At the other two landings of the day, I had loaded the ILS approach for the airport (actually, I believe Lawrence, Kansas was a GPS approach but it had vertical guidance as well). Nell noticed one of them because the controller asked if I was flying directly to Dodge City or headed to an approach fix. I admitted I was flying the ILS in VFR conditions and he said that was fine. I explained to Nell that out in the middle of the plains there are transmission towers as high as two thousand feet which means that if you descend to the traffic pattern altitude for an airport a little early and your obstacle database isn’t perfectly up-to-date you could end up clipping a tower or, more likely, one of the support cables. That would lead to an accident like this one. So when I am approaching an unfamiliar airport, especially one without a control tower, I follow the instrument approach. That guarantees clearance from terrain and obstacles.

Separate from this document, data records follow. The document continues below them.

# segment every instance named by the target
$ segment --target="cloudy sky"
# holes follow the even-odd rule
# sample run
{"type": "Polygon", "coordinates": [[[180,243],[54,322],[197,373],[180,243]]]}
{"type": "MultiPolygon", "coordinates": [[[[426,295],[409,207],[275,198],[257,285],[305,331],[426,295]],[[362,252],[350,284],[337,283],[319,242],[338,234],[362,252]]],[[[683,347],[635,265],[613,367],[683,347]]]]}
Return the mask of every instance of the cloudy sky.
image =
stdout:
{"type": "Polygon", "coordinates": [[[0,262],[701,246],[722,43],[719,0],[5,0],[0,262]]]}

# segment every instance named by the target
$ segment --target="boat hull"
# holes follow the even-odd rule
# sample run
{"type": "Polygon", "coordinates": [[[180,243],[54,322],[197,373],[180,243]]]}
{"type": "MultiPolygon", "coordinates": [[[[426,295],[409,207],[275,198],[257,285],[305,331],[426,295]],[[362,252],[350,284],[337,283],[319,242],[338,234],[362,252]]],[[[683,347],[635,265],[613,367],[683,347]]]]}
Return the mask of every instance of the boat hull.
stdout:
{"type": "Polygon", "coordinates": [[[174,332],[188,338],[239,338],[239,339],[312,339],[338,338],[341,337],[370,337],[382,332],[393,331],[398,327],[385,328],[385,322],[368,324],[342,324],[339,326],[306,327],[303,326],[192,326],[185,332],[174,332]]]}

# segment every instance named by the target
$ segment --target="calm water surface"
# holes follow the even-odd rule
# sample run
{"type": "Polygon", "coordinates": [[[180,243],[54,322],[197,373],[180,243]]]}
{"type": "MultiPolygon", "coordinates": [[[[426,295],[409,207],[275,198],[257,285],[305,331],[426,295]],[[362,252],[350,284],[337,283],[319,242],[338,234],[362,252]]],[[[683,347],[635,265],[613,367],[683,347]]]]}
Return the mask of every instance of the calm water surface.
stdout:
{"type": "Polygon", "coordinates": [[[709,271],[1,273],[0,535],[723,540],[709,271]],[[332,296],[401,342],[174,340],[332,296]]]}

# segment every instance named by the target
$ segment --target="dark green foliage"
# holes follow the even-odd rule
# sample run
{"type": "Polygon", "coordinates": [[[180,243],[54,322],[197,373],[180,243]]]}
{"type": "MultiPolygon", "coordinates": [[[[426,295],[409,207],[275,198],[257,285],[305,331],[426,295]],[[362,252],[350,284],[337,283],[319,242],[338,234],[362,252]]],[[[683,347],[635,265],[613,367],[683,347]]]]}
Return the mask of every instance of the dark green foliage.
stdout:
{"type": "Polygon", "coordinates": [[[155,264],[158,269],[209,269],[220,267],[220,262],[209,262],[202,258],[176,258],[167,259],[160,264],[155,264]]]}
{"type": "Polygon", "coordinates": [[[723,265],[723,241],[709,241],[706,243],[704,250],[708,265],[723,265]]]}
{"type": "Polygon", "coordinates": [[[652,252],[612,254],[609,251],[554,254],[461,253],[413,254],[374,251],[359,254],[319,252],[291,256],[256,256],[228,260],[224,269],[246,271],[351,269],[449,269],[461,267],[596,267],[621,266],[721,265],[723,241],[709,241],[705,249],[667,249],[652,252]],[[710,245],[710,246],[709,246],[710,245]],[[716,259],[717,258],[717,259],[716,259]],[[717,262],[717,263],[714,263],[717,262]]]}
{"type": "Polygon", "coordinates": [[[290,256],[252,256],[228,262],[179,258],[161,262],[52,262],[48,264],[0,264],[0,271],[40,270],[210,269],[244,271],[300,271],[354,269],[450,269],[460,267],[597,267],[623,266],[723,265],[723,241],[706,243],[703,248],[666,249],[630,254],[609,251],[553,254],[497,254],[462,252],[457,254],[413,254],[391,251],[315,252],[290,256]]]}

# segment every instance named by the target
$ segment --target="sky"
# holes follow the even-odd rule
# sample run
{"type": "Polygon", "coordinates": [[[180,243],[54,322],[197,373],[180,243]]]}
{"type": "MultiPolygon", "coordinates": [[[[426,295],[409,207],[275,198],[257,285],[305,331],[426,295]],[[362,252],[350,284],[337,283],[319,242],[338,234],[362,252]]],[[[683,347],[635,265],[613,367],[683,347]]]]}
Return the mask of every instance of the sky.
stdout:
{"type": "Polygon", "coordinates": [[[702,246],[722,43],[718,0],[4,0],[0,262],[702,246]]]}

For some reason I didn’t load the ILS for runway 23R. That is now a requirement for landing at night. As I approached the airport I was at traffic pattern altitude (a thousand feet above the runway) and talking to the tower controller. He said that there was a Hawker jet on short final for the same runway and that I was cleared to land runway 23R. As I flew downwind for the runway I could see the Hawker landing. When I glanced at my moving map the traffic target was drawn at an offset of the runway (with an altitude tag of -08, showing that the bizjet was 800 feet below me). Instead of showing the traffic target on the runway centerline, it showed it offset to the northwest of the runway, between me and the runway. A moment later I saw the jet had touched down, and it was still drawn a little off of the runway. That’s not unusual, the traffic system doesn’t update perfectly as the plane is maneuvering, and I have learned not to trust it as an exact, real time representation of where other planes are.

Bright Lights on the Big Plain

Bright Lights on the Big Plain

As we flew abeam the control tower on the far side of the field I scanned the runway environment. That’s usual, because I am often checking to see where the exits are for the taxiway to the FBO and whether there is a displaced threshold for landing. As I did I thought about how with a huge airport like Indianapolis, especially in a place like Indiana where it is easier to sprawl than to build vertically, the huge expanse at night with all of the lights adjacent made it a little difficult to pick out the runway lights. I was looking at a line of closely-space lights in a field of less-closely spaced lights. This was a trick, especially from the side as I was flying past. I glanced inside to check all of my instruments and do my pre-landing checklist (flaps to T/O position, fuel pump on, fuel to fullest tank (and least likely to un-port in the turns to final, I thought for a moment about how little fuel was really sloshing around in the two wing tanks), and propellor full forward). My landing and taxi lights were already on so that I was as easy to pick out of the night sky as possible. I checked my distance to the runway on my moving map and it looked to be about a mile, which is ideal for a 500 foot per minute descent with the power reduced abeam the runway numbers.

We Park Signature

We Park Signature

In those moments of attention inside the aircraft, I lost track of exactly where the runway was. I mean, I knew where it was, it was to my right, in about a mile, and running parallel to me. If I took a photo out the window I could point out the edge lights, but I no longer knew exactly where the touchdown zone was. I knew that when I turned right (base turn) and right again (final) I would line up with the centerline. I would fly over Signature (our FBO) off to my left, and directly over runway 32 which is ninety degrees to 23R. I have landed several times before at KIND, including once at night at the end of a long day.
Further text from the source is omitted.